Sorghum is a grain that has been grown for thousands of years. It has only recently become popular, however, due to its gluten-free status and powerful nutritional profile.
The first sorghum crops were grown in Africa about 5000 years ago. Today, Africa is one of the world’s leading sorghum producers. The crop is also popular in India, where it’s known as jowar. Other civilizations call it milo.
The world’s biggest sorghum producer, however, is the United States. In the US, sorghum is primarily used for animal feed. Thanks to the recent popularity of the gluten-free diet, however, more and more sorghum producers are using it for human food or in gluten-free beer.
Protein and Sorghum
Sorghum contains protein, although it’s considered an incomplete source of protein (like corn) because it does not contain sufficient levels of lysine, which is an important amino acid of protein. Your body uses lysine to grow muscles, promote healthy bone development, and convert fats into energy.

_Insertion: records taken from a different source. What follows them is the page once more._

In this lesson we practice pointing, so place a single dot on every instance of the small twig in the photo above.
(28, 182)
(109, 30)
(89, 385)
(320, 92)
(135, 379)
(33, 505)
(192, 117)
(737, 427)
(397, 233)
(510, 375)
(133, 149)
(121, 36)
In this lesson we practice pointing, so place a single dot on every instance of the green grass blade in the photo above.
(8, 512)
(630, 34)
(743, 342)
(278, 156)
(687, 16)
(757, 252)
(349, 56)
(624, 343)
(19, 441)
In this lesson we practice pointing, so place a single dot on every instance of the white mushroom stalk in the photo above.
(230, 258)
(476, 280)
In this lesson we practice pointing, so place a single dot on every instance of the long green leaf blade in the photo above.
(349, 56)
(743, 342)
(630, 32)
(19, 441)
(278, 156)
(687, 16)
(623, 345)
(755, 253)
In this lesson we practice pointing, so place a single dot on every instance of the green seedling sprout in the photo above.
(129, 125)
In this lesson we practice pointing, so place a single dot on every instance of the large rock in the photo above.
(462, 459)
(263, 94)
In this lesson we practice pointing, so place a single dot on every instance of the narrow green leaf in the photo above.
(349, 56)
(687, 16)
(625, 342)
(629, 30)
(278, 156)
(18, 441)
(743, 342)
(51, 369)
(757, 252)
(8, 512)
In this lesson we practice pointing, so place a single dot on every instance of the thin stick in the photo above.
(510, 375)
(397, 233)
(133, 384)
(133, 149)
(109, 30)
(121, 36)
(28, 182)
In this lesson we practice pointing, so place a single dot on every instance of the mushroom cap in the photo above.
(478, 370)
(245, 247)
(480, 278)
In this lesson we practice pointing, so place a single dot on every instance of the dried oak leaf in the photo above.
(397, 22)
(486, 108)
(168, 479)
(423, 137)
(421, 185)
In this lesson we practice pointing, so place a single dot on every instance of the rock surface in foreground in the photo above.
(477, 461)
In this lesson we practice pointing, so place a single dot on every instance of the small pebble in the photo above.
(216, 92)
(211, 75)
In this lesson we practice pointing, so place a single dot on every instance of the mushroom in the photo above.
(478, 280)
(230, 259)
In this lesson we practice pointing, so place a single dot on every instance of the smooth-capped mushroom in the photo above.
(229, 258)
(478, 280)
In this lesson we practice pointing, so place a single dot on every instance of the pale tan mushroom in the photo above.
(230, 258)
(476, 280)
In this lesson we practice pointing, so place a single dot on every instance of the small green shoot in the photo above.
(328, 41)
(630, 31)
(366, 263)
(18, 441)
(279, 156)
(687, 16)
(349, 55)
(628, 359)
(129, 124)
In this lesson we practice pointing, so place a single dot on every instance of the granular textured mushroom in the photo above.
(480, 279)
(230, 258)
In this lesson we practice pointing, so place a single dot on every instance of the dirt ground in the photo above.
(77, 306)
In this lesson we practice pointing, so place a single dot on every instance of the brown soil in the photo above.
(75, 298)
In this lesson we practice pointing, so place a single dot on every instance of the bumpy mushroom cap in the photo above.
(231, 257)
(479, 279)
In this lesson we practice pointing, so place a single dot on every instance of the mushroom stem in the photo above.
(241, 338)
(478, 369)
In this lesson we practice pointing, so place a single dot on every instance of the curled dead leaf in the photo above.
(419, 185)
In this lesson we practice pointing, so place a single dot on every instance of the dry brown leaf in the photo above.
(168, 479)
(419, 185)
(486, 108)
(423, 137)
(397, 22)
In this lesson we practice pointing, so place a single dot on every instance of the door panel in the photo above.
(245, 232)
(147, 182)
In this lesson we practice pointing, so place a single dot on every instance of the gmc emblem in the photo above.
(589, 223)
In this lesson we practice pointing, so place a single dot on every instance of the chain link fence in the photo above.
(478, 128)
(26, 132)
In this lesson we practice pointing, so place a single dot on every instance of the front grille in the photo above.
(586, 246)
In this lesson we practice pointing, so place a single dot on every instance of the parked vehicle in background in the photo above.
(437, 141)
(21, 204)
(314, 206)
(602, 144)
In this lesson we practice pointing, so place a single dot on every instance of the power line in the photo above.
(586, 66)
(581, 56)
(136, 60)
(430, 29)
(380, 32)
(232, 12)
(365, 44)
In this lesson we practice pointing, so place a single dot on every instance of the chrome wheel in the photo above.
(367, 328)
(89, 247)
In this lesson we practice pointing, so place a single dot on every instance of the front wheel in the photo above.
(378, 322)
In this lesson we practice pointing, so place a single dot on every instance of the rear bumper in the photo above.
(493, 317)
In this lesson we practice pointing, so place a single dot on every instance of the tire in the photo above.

The incomplete protein content in sorghum is actually one of its most important flaws. In Africa and other developing parts of the world, where people don’t get enough meat, they cannot get sufficient protein just from sorghum. In developed countries, however, where it’s easier to get lysine from other sources, this typically isn’t an issue.
How to Use Sorghum
Sorghum is popular to use in gluten-free recipes. You can blend sorghum with gluten-free flours, starches, and leavening agents.
Some people recommend adding extra oil, fat, or eggs to your sorghum recipes in order to improve the moisture content and texture.
Most people describe sorghum as having a “unique” flavor. It’s often found in the form of sorghum sweeteners, like syrups and molasses. These flavors are particularly popular in the southern United States, and many members of the older generation who grew up in the United States have nostalgic memories of the sweet taste of sorghum growing up.
Two of the most popular ways to use sorghum include popping it like a popcorn or cooking it into risotto.
Some microbreweries are even taking things a step further and producing gluten-free beer using sorghum.
Types of Sorghum
There are three main varieties of sorghum, including:
— Grain Sorghum: Grain sorghum is typically referred to as “milo”. It’s a taller plant that gets covered with smaller, rounder seeds late in the summer. Milo is commonly used to mill fresh flour, although some people also pop it like popcorn. When US producers create sorghum for animal feed, they typically use grain sorghum.
— Sweet Sorghum: Sweet sorghum, as the name suggests, is the sweetest variety of the plant. It’s often grown to create sweet juice, which is then extracted from the tall stalks.
— Broom Corn: Broom corn is the sturdiest and tallest variety of sorghum. It holds its seeds on study straws. These straws are so sturdy that they’re often used in brooms, which gives broom corn its name.
How to Grow Sorghum
Sorghum is grown in a similar way to corn. Here’s what you need to know to grow sorghum:
— The plant needs warm soil to germinate and grow. Even in warm climates, it’s not typically planted until late May or early June.
— The best sorghum soil is a balanced organic fertilizer. Sorghum will self-fertilize (unlike corn), so you don’t need to create a large plot.
— Seeds should be sown one half-inch deep and 4 inches apart. Once the seedlings are 4 inches tall, thin the crop to 8 inches apart.
— The plants will typically grow to about 5 feet in height, although certain varieties of broom corn and sweet sorghum can grow as tall as 8 feet.
— Some sorghum growers recommend drenching the crop with a high-nitrogen liquid fertilizer six weeks after planting to rejuvenate growth.
— Harvesting times vary according to which variety of sorghum you’re growing. With sweet sorghum, you harvest it about 2 weeks after the milking stage, which is when a pierced kernel of sorghum will release a light green juice. The seeds aren’t fully mature at this point. With grain sorghum and broom corn, however, you wait until the seeds are fully mature and have hard, glossy seed coats. Then, you cut the seed clusters along with a few inches of their stalk and leave them in a warm, well-ventilated environment for a week.
Whether you’re following the gluten-free lifestyle or just interested in adding something new to your diet, sorghum has suddenly exploded with popularity across the world.